OP: would it work and would you be willing to adjust some time around, perhaps to have your ex pick up the kids on Thursday from preschool for an overnight, bring them to preschool Friday morning, and then get them again Saturday morning?
Independent of your knowing his GF (or knowing the person who is going to babysit if that were the case), given the ROFR, and in the interest of giving the kids as much time with their dad as possible, the one-time adjustment might be good. Yes it's an adjustment to the regular routine the kids know, but it at least emulates the parent time as much as possible, moreso than if they are with a babysitter/GF/whatever for most of the time anyway. If he was going to be gone from 7-11pm so he would be the person doing the pickup and at least be around for most of their waking evening, it might not be so bad, but he's probably not even going to get to see them at all Friday (I assume they don't stay up past 11pm!). Kindof a "what's the point?!"

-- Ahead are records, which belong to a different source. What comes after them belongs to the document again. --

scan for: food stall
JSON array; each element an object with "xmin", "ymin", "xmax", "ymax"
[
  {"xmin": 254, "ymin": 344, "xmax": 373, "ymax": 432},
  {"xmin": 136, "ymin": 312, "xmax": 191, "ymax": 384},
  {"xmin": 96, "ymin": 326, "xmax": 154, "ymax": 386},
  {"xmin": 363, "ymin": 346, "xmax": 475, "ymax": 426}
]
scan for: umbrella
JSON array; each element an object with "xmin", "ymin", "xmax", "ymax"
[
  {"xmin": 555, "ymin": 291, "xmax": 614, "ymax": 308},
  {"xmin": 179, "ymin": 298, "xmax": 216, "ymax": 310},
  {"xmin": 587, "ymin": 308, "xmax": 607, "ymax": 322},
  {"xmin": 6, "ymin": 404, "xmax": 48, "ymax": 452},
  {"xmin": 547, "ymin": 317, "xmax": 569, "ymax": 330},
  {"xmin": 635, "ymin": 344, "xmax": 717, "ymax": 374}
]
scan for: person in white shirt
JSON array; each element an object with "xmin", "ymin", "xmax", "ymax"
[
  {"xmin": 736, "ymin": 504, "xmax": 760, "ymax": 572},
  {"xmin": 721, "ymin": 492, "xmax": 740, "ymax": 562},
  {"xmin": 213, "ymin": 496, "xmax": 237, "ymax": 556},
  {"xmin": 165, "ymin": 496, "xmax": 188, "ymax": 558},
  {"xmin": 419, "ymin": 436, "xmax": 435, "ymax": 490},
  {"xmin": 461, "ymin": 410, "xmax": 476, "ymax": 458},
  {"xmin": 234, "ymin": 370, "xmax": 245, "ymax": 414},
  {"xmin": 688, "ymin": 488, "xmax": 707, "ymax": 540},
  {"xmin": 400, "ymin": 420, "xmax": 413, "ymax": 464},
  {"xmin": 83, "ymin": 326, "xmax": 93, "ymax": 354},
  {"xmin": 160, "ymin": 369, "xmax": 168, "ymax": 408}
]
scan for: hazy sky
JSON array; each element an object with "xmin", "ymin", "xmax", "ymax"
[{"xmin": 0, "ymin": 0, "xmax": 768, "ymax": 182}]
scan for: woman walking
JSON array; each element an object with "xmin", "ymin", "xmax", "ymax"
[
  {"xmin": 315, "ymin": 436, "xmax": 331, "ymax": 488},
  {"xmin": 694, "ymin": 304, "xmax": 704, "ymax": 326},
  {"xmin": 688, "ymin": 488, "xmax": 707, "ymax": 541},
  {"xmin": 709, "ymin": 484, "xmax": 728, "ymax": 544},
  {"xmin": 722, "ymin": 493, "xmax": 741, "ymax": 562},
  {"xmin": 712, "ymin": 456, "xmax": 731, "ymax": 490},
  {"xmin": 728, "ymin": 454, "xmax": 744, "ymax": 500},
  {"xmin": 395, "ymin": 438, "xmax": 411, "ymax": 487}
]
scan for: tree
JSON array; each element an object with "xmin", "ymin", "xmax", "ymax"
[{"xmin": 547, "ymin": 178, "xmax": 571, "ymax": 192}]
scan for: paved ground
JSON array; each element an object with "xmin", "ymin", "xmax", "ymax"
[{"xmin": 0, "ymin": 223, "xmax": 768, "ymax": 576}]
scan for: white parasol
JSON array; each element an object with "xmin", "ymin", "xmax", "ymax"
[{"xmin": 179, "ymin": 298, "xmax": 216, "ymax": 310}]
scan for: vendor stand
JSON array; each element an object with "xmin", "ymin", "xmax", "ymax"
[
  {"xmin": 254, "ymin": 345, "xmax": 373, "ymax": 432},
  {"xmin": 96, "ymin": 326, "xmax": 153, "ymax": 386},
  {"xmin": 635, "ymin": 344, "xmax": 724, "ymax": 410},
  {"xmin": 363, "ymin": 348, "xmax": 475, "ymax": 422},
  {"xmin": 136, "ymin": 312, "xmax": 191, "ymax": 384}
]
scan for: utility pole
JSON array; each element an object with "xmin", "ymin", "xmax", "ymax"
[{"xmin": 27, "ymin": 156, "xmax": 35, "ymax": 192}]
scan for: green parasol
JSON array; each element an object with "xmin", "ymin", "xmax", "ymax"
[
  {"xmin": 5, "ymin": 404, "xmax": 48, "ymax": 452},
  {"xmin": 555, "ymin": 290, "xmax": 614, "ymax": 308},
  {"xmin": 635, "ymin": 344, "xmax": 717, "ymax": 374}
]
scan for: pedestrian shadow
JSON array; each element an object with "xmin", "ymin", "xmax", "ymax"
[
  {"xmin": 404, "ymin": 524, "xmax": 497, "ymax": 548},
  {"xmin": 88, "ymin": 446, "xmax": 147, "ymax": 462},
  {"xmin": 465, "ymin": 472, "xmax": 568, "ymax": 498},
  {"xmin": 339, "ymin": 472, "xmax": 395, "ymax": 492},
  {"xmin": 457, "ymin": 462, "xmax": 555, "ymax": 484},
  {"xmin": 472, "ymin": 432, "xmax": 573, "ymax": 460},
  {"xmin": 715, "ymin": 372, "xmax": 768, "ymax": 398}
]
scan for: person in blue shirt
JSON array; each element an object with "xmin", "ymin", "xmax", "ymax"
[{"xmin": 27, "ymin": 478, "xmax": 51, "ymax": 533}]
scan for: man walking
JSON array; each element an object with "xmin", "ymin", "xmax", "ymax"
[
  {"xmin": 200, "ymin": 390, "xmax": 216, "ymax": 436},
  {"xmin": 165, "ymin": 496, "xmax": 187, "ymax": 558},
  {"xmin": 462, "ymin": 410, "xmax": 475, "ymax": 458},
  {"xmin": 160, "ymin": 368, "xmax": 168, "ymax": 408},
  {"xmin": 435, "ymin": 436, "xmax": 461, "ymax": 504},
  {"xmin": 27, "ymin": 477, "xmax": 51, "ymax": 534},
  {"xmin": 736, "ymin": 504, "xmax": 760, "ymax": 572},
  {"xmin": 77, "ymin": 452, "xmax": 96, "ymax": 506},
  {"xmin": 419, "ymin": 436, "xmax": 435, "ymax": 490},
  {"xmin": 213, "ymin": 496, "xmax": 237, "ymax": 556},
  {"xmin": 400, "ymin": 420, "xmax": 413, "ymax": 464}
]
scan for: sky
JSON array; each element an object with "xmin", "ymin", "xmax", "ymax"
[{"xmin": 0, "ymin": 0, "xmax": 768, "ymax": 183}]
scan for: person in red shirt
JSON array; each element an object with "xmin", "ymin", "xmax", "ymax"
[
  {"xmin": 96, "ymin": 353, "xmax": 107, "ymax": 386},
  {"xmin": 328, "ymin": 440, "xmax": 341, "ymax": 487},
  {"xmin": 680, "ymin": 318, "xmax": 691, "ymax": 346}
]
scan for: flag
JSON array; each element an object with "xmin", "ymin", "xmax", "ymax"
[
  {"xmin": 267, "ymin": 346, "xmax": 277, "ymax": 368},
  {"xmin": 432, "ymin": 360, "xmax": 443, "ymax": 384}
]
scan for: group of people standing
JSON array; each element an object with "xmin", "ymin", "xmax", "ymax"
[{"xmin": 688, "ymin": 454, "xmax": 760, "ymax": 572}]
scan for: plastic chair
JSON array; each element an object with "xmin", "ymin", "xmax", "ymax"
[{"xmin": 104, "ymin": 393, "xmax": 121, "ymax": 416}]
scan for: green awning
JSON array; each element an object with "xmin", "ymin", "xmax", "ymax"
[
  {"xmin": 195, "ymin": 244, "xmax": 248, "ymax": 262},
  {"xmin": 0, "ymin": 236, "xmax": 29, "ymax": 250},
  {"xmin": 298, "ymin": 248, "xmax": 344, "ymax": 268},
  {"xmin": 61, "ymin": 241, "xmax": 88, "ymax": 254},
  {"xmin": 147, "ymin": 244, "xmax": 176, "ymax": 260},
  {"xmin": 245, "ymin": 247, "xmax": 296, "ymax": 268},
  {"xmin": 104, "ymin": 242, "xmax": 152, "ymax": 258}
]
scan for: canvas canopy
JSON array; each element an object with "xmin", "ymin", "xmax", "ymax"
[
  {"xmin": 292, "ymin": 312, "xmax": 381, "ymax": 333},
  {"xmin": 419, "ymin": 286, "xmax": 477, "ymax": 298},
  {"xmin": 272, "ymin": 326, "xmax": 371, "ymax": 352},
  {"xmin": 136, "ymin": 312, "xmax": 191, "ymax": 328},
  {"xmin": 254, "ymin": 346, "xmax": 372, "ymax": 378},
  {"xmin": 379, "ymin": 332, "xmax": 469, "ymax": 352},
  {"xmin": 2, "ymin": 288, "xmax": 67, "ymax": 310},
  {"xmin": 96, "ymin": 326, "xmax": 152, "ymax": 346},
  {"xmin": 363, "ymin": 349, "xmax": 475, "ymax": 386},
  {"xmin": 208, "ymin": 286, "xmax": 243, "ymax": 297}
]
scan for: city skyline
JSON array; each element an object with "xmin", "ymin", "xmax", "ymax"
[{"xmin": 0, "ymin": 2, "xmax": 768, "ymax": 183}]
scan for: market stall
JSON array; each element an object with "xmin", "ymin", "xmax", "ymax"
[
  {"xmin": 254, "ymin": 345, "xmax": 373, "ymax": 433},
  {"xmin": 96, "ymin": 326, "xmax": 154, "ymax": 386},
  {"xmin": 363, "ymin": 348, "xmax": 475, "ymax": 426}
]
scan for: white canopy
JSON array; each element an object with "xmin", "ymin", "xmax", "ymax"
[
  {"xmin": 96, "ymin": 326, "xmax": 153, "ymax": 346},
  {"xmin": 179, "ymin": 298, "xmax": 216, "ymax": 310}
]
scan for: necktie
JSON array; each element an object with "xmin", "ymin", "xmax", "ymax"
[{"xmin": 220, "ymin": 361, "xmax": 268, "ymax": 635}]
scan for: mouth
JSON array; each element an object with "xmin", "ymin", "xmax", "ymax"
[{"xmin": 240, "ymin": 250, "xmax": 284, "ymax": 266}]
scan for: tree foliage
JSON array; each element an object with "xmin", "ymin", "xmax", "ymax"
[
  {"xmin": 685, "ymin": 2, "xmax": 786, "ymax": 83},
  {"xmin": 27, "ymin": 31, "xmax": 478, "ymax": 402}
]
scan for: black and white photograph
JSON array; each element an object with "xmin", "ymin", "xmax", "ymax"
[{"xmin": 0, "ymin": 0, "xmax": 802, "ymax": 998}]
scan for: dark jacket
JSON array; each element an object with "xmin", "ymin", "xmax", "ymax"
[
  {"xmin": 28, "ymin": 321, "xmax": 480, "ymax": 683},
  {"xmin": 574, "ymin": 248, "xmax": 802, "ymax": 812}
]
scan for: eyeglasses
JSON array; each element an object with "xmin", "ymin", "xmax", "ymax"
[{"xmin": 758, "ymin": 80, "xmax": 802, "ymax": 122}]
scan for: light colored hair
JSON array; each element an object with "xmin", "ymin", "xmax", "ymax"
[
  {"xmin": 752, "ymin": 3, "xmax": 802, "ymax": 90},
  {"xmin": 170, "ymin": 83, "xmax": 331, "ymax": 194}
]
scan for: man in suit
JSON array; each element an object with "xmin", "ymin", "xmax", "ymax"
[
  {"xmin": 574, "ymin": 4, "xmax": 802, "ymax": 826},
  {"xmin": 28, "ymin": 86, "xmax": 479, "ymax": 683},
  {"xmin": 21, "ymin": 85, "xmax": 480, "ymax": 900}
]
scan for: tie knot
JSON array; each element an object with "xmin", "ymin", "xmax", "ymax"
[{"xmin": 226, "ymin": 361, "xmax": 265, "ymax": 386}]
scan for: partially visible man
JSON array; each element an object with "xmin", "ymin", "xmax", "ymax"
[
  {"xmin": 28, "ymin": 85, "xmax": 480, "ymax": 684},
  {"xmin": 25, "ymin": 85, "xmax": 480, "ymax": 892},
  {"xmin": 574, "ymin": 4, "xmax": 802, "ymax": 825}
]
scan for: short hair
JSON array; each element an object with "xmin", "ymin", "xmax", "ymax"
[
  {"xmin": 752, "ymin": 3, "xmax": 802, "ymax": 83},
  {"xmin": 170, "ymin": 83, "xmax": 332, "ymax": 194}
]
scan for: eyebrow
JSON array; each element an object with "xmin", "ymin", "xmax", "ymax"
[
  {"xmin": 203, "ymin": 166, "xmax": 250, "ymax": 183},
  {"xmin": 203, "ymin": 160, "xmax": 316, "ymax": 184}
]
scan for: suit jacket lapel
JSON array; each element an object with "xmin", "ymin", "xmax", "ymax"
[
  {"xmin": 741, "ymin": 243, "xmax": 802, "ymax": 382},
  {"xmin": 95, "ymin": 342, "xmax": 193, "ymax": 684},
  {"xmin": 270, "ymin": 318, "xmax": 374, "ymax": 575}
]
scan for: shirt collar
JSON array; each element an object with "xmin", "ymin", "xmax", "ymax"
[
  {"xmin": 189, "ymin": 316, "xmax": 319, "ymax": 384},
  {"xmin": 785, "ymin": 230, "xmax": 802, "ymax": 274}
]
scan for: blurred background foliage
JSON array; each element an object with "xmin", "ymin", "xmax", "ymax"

If you do this, let him know it can't become the regular plan (to change things around in general, that is) unless you sit down and have a serious talk about it and come to a new agreement, of course. And if it is appropriate to switch around, he needs to learn to communicate with you that he'd like to switch things up. It could go both ways, as long as everyone is agreeable and the switching isn't abused (as in, the sense of routine becomes damaged or lost).
If his Friday night plans include "boozing," all of this is moot and he should just be glad with whatever reasonable alternative you offer, including "just pick them up Saturday morning." Not sure what kind of guy he is, hopefully this isn't the "problem." Of course, he's probably not going to tell you why he's busy, but you perhaps know him well enough to know if this is what's up.